We have decided on a model Formulation I, *and* estimated a value for our parameters $\beta$ Estimation I

The next question we want to ask is:

Essentially, inference is the process of evaluating and drawing conclusions from our statistical model

In this Inference I, I will focus on $R^2$.

Afterwards, I will explain the FWL Theorem in Estimation II which will give us foundations for evaluating $\hat \beta_1$ in Inference II


The first evaluation/ inference we conduct is the “Goodness-of-fit” or $R^2$. The idea is to compare the performance of our model with that of the naive model, which is simply taking the mean.

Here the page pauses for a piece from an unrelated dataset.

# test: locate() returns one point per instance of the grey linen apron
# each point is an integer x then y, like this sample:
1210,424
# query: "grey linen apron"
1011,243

Recall from Estimation I that economists evaluate the fit of a model using errors (i.e. the difference between the real value $y$ and the predicted value. $\hat y_{ols} = \hat \beta_0 + \hat \beta_1 x$)

For use to evaluate the performance, we also need a benchmark model. For the simpliest model, let’s use mean as our prediction: $\hat y = \bar y$.

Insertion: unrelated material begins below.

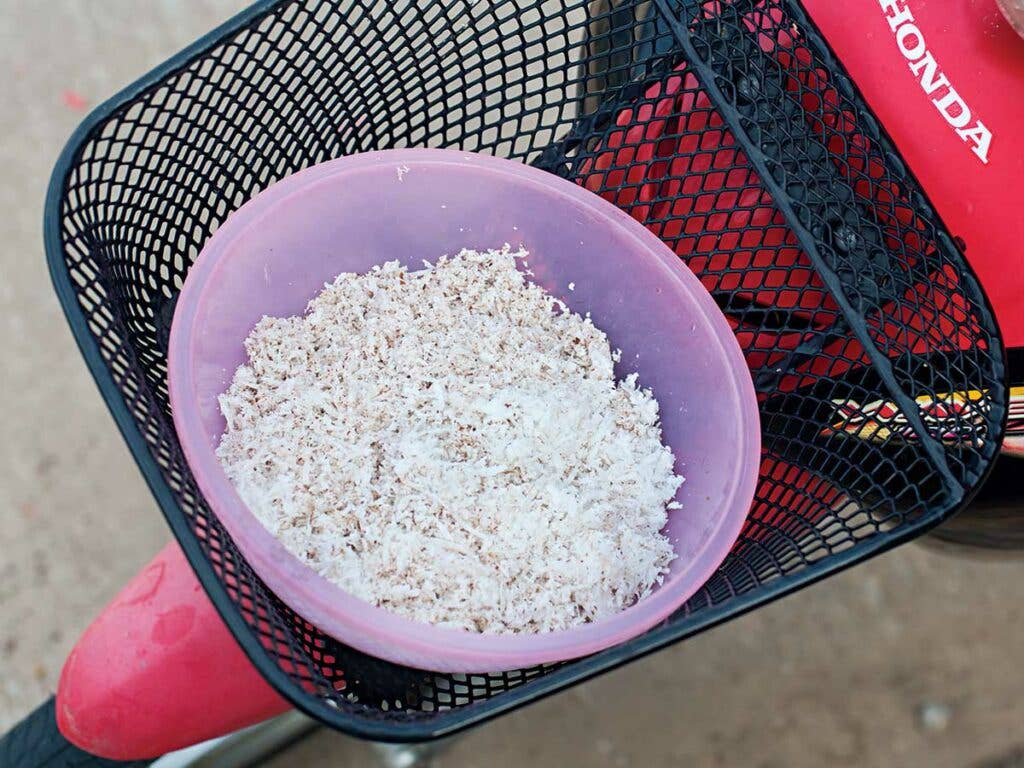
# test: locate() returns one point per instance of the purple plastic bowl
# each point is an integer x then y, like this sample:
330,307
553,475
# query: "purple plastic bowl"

Doing the same procedure of adding up the squared errors (because errors come in both positive and negative), we can construct three new statistics.

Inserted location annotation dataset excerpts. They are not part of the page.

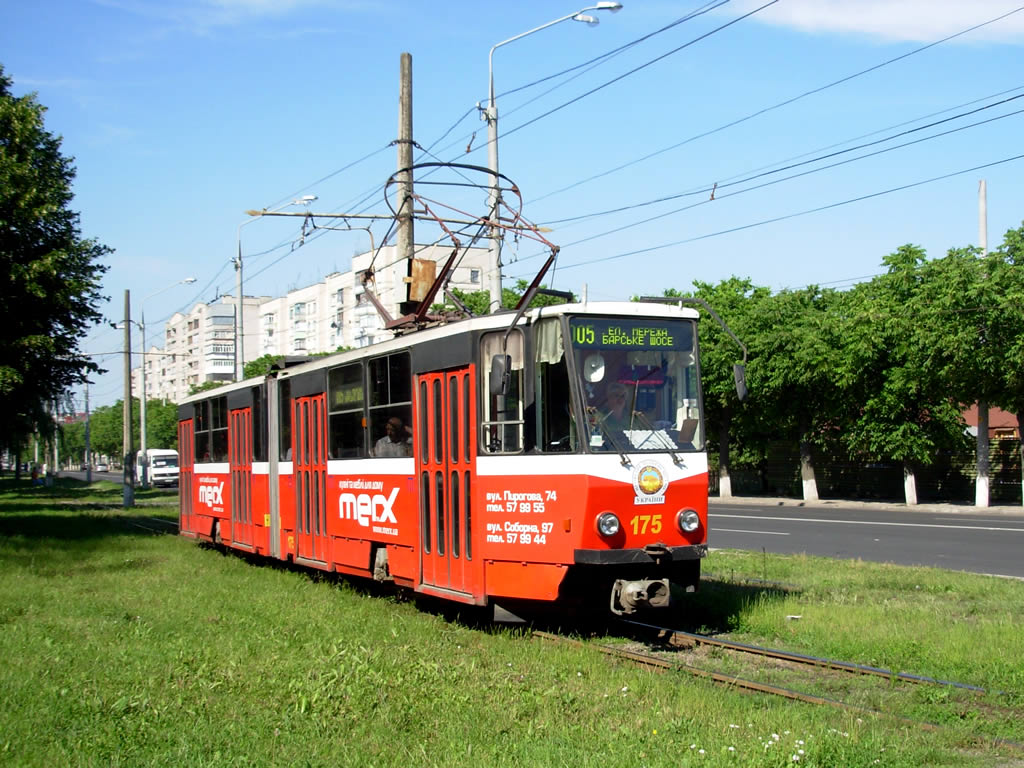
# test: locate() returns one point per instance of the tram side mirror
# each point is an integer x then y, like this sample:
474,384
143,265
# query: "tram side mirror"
499,381
739,374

$$ \begin{aligned} \text{Total Sum of Squared Residuals} &= \text{SST} &= \sum_{i=1}^N (y_i - \bar y)^2 \\ \text{Explained Sum of Squared Residuals} &= \text{SSE} &= \sum_{i=1}^N (\hat y_i - \bar y)^2\\ \text{Sum of Squared Residuals} &= \text{SSR} &= \sum_{i=1}^N (y_i - \hat y_i = \hat u_i)^2

\end{aligned} $$

See below for an illustration of the residuals

  1. Total Residual: The difference between the the observation $y_i$ and the baseline prediction $\bar y$. You can think of this as the worst any informative model can perform; if any model performs worse than the mean prediction, we can fall back to the mean model. To put it in other words If we think of residuals as errors, the $\hat y = \bar y$ baseline model is the Maximum/ Total error you can make
  2. Explained Residual: The blue regression line is much closer to the observation. We call the additional predictive power the explained residual
  3. Residual: Unless the model is 100% accurate*, there will still be differences between the observed outcome $y_i$ and the predicted outcome $\hat y$. Following our naming convention, we simply call it residual

image.png

I have seen online resources that claims $\text{SSE} = \sum_{i=1}^N (y_i - \hat y_i)^2$. In my humble opinion, that is wrong. $\sum_{i=1}^N (y_i - \hat y_i)^2$ is the residual, and the difference between the predicted value and the naive mean, i.e. improvement to the naive model $\hat y_i - \bar y$ is residuals “explained” by the model.

Next, let’s put the sum of residuals into fractions, and we can construct $R^2$ , which measures the proportion of total residuals that are explained by the model, aka goodness of fit

$$ \begin{aligned} R^2 &= \text{Proportion of Residual Explained} &= \frac{SSE}{SST} &\\ R^2 &= 1 - \text{Proportion of Residual Remain Unexplained} &= 1 - \frac{SSR}{SST} & \end{aligned} $$

A high $R^2$ indicates that the model has stronger predictive power, and a low $R^2$ the contrary.